Basically, my program seems to prove that that you can have only a small amount of memmory allocated but have a massive amount commited/reserved by windows which the memmory manager can't work out how to get rid of and can't be used by other programs. I guess the answer is that my short term allocation objects should be getting allocated from a large preallocated pool which can then be thrown away in totality after parse time is over.

No, that's not the right way to go. There's a reason that the heap keeps this memory around and it's because it's much faster to reallocate it. Of course, the OS also allocates whatever memory it wants to allocate. The memory manager chooses to keep it, and it does that because it improves performance.

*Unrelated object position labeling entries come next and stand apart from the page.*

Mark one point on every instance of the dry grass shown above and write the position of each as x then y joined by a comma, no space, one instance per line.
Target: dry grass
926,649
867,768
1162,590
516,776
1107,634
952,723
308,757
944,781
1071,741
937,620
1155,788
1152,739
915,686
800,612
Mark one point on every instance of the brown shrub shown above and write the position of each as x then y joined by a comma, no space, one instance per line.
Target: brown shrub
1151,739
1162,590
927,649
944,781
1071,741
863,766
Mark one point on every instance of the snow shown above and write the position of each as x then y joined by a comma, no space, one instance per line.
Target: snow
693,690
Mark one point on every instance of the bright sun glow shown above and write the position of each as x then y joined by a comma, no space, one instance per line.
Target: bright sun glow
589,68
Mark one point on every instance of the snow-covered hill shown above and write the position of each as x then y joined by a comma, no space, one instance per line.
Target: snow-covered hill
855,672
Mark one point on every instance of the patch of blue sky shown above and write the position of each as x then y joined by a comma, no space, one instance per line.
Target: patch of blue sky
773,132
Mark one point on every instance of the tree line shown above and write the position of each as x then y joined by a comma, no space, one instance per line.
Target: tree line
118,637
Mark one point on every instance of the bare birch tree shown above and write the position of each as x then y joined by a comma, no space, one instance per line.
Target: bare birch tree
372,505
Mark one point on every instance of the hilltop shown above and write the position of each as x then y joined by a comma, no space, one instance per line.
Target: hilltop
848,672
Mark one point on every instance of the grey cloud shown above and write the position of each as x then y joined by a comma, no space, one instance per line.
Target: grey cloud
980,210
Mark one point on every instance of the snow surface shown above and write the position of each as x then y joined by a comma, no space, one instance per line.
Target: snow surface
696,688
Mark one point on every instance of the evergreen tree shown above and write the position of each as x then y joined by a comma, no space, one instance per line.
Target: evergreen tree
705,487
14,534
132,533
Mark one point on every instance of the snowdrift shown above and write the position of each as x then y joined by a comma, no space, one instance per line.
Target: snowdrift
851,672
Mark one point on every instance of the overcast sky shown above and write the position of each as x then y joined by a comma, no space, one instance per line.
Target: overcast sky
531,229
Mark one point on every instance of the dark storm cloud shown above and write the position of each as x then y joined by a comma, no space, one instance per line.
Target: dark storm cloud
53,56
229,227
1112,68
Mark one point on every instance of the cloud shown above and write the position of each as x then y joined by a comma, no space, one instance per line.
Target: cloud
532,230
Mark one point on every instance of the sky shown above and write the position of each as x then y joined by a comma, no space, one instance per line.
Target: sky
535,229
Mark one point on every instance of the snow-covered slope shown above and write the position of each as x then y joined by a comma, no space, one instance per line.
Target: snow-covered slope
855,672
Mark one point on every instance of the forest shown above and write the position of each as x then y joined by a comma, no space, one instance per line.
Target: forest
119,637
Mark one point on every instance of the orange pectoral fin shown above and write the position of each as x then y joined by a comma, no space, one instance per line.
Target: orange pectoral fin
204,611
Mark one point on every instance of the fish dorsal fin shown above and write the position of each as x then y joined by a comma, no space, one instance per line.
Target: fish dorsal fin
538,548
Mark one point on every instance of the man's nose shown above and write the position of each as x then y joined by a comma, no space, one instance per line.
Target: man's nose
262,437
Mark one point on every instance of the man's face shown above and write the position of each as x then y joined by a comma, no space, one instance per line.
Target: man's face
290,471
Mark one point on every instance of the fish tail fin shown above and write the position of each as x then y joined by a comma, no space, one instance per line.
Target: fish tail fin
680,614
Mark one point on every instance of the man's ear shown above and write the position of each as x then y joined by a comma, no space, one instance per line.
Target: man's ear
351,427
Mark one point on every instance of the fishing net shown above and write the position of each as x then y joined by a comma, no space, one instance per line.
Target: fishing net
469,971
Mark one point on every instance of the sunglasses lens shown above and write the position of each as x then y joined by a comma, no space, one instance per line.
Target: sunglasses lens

If your program is not consuming more memory than your system can hold, you should not be looking at the memory usage, mainly because RAM exists to be used and secondly because there are six dozen million implementation details that result in extra memory usage that you will not understand and removing them will not benefit you. Since you're using Windows, the minimum requirements mean that you pretty much must be running on a system which can bite 64MB of memory off fairly easily.

You can use GlobalMemoryStatusEx to determine how much virtual memory you're using. Task Manager is most definitely not a reliable source of memory profiling information.